Remember those training seminars a few years ago that the VA held which cost us American taxpayers millions of dollars? Well, Congress has been exercising it’s oversight responsibility finally and questioning the people responsible for those lavish parties. John Sepulveda is the latest, the third, to hide behind the fifth amendment, according to the Washington Times link sent to us by Country Singer;

via This ain’t Hell, but you can see it from here » Blog Archive » VA’s John Sepulveda pleads the fifth.

Go ahead and click through, read the whole thing.

I certainly have no wish to deprive anyone of their absolute right under the 5th Amendment to remain silent.

But our civil service system is badly broken when the official actions of employees is effectively exempt from oversight by this means.

A simple fix would be that any invocation of the 5th is not merely grounds for, but results in, automatic termination.

I’d like to remind you that Scooter Libby didn’t have to talk himself into  a (dubious at best) conviction, but that President Bush made clear to all appointed officials during the Plame investigation that their continued employment was contingent upon speaking with an cooperating with the investigators.

Instead, with civil servants such as Louis Lerner, and now Mr. Sepulveda, we see employees who cannot be compelled to testify (fair enough) but who also face only the punishment of indefinite suspension… with pay!

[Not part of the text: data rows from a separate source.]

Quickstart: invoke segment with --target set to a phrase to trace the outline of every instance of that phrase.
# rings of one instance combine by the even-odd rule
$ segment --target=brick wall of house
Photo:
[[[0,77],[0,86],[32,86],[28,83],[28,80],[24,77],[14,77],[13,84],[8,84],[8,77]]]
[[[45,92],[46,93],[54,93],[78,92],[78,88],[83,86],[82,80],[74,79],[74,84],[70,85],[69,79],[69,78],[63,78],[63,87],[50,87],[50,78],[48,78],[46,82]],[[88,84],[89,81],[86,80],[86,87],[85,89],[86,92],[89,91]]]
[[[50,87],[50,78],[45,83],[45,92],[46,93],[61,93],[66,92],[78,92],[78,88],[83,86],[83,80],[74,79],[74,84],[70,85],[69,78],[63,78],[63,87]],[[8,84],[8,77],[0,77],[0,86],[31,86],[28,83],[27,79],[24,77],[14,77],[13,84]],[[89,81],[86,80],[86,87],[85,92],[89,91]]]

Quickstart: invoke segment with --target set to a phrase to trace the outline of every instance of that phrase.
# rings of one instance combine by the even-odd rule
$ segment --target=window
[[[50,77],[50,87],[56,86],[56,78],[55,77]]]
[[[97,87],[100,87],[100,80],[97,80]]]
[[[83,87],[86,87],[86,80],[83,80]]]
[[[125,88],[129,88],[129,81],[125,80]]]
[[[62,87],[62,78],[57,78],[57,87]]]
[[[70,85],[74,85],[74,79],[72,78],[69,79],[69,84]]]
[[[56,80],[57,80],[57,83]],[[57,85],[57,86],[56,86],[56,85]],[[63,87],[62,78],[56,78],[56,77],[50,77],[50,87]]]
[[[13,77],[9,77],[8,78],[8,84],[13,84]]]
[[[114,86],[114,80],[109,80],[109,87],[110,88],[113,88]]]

That’s what you and I would call “vacation.”

Hell of a way to run a railroad.

 

5 thoughts on “This ain’t Hell, but you can see it from here » Blog Archive » VA’s John Sepulveda pleads the fifth”

  1. I’ve had the same idea, but since firing – or threatening to fire – someone is undoubtedly a form of compulsion, the policy would have to be very carefully tailored to skirt the 5th amendment. I’m not sure that it can, or even should, be done.

      1. I just have problems with weakening Constitutional protections and giving government more power. Even – no, especially – when it’s for a “good” cause.

        I’m not saying it’s necessarily a bad idea, but we need to tread *very* carefully.

    1. A person taking the 5th may be exercising a right, but they are also being uncooperative and saying I was a part of the problem. With that kind of admission and behavior, they could be fired. Righteously.